Kateri spent much of her time caring for the sick and elderly among her people, and those around her were touched and inspired by her goodness and devotion.

 

But Kateri herself felt the need to do penance for her weakness and her sins, and this penance was often painful for the young girl.  Not allowing herself even simple comforts, she would mix ashes into her food,and once slept on a bed covered in thorns. At one point she branded herself with hot coals, offering up her suffering to God.

 

In 1679, she visited a convent in nearby Ville-Marie (now Montreal) and was so impressed with the way the nuns lived their lives that on her return to Caughnawaga she asked to set up her own convent. Her request was refused, but still she chose to take the vow of chastity, which she did on March 25, becoming the first Native American woman to do so.

 

Then, in the winter of 1679, Kateri's always precarious health began to worsen, a decline that was no doubt hastened by the extreme penances she put herself through. She began suffering from headaches and stomach pains, and her strength dwindled.

 

For months she was unable to move from her bed. And then on April 17, 1680, at age 24, she received communion for the last time, whispered to those around her that she would remember them in heaven, professed her love to Jesus and the Virgin Mary, and slipped away.

 

It is said that 15 minutes after her death, the smallpox scars that had marked Kateri for most of her life disappeared completely, replaced by a radiant beauty. Those who witnessed this event believed it was a sign that she was truly special, and felt the transformation occurred at the moment Kateri saw God.

 

Many people reported seeing visions of Kateri appear to them after her death, and in the years following, many miracles were attributed to her, with gravely ill people being cured by touching the cross she had held on her deathbed, or when given powder that had come from her tomb. Even today, people have claimed miraculous recoveries after praying to Kateri.

 

Kateri was venerated by Pope Pius XII in 1943; and in 1980, in front of hundreds of Native Americans who traveled to Rome to witness the event, she was beatified by Pope John Paul II, the first Native American to be declared Blessed.
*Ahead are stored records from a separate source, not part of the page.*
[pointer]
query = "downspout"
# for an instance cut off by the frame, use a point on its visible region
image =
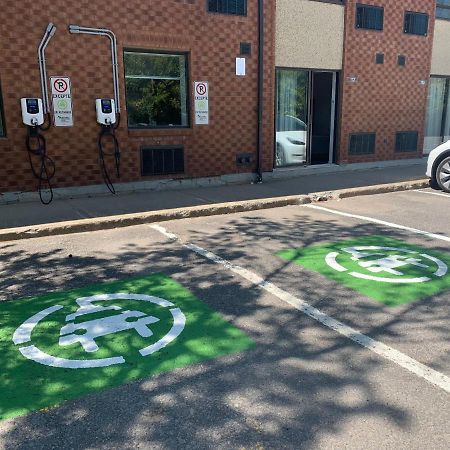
(74, 29)
(49, 32)
(260, 88)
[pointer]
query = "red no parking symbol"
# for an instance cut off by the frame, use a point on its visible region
(201, 89)
(60, 85)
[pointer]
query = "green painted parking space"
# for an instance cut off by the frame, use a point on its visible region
(387, 270)
(68, 344)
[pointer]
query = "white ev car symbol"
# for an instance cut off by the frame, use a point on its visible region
(86, 332)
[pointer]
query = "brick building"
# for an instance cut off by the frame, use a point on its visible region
(344, 81)
(164, 46)
(365, 80)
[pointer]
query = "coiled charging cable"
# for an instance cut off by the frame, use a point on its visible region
(108, 131)
(45, 169)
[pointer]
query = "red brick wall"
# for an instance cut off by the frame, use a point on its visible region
(385, 98)
(212, 41)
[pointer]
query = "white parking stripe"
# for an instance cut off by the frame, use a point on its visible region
(440, 194)
(427, 373)
(441, 237)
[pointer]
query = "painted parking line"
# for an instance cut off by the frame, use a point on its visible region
(440, 194)
(440, 237)
(68, 344)
(427, 373)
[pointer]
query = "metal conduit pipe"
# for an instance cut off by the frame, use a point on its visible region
(260, 134)
(49, 32)
(75, 29)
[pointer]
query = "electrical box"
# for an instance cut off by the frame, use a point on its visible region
(32, 111)
(106, 111)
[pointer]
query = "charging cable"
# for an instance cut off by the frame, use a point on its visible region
(108, 132)
(45, 169)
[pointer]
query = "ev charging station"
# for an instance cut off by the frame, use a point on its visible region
(35, 112)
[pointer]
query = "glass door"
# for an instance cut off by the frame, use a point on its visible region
(305, 117)
(436, 125)
(292, 106)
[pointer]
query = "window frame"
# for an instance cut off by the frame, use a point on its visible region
(365, 5)
(2, 115)
(186, 55)
(227, 13)
(419, 14)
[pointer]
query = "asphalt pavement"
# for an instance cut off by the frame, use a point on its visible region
(338, 360)
(298, 181)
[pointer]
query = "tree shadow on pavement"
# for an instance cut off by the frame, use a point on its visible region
(302, 383)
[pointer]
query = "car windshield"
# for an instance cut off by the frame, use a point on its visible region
(290, 123)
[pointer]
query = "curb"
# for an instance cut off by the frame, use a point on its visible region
(126, 220)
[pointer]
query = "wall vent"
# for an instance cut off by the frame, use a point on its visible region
(162, 160)
(362, 144)
(406, 141)
(379, 58)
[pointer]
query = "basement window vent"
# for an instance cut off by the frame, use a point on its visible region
(235, 7)
(369, 17)
(416, 23)
(162, 160)
(406, 141)
(379, 58)
(362, 144)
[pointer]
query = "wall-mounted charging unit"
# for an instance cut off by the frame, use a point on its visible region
(108, 110)
(32, 111)
(42, 166)
(106, 113)
(106, 117)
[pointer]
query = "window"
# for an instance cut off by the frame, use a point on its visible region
(406, 141)
(156, 90)
(2, 126)
(443, 9)
(235, 7)
(362, 144)
(369, 17)
(416, 23)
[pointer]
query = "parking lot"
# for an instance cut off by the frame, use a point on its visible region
(316, 326)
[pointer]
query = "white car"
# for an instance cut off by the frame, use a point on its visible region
(291, 137)
(438, 166)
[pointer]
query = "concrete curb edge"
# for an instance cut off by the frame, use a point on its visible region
(125, 220)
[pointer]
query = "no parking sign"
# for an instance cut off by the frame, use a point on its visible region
(201, 97)
(62, 102)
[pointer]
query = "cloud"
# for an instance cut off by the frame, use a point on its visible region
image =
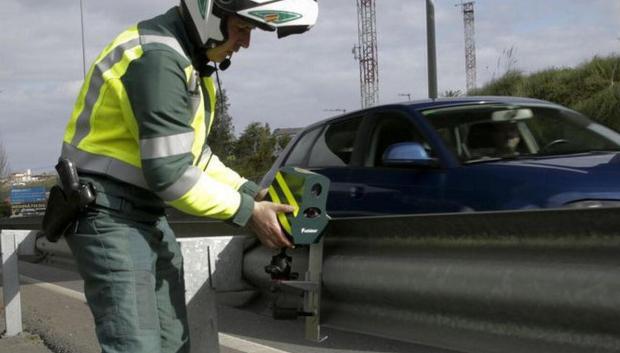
(288, 82)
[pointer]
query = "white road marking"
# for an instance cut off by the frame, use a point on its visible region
(226, 340)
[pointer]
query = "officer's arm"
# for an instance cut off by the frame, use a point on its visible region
(157, 90)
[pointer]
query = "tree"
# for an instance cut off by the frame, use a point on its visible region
(254, 151)
(222, 135)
In order for her to be canonized and declared a saint, another miracle attributed to Kateri was to be proved. (Editor’s note: After this article was published and upon approving a second miracle, Kateri was canonized by Pope Benedict XVI at Saint Peter's Basilica on Oct. 21, 2012.)

 

There are shrines to Kateri in the Mohawk Valley—the national Shrine of the North American Martyrs, the national Kateri Shrine on the American side of the border and the Kateri Tekakwitha shrine in Kahnawake, where Kateri's tomb can be found.

 

Her name also graces a number of schools on both sides of the border, and her name has been adopted by the Tekakwitha Conference, an American-based organization dedicated to unifying Native American Catholics and helping them to find a balance between Catholicism and Native spirituality.

 

Kateri Tekakwitha, Lily of the Mohawks, is the patron of the environment, people in exile, people ridiculed for their religious beliefs, orphans, and of World Youth Day.

 

In Canada, the Feast of Kateri Tekakwitha is celebrated on April 17, the anniversary of her death. In the United States, it is commemorated on July 14.